In reality, such an untroubled picture doesn't last, of course. There is bound to be some kind of disturbance – and the water surface or the magnetic field is already throwing waves. In a hilly landscape, however, gravity immediately plays to its strengths, and so gas molecules migrate further into the galactic plane along an initially only shallow gradient in the magnetic field lines.

This migration in turn amplifies the disturbance. The magnetic valleys are deepening, the peaks higher - and what started as a smooth field has unexpectedly become a magnetic mountainous landscape, known in scientific circles as the Parker instability after its theoretical discoverer. Luckily for us, by the way, because it's only thanks to these ups and downs that the gas clouds in the galaxy cluster tightly enough that they eventually clump together into new stars. At least that's what theorists think.

Fukui and his team believe, however, that the loops in their observations are the very waves in the magnetic field caused by the Parker instability.

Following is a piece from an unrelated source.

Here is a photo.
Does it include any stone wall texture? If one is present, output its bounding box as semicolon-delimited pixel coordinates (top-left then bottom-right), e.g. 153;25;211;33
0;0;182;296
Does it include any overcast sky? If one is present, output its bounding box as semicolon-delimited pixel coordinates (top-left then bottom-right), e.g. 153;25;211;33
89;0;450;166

An explanation that seems tempting and that most colleagues would be happy to get used to.

On closer inspection, however, there are some open problems: The loops and arcs of ions around our sun are indeed on the trail of magnetic fields, but on a galactic scale twelve orders of magnitude larger, such structures have never been detected before. And despite the impressive pictures from Japan, it is by no means certain that there is a correspondingly shaped magnetic field in this region of space. Even if: why haven't the molecules slipped into the troughs long ago, but instead are surfing at the top of the magnetic wave?

Neither Japanese scientists nor astronomers from other nations have been able to answer these questions. But there are already plans as to what measurements would be needed to unravel the mystery of the loops. New experiments that once again take on astronomical proportions - to measure a magnetic field that is around 25,000 light-years from Earth. Astronomy is a field on the edge of limitlessness.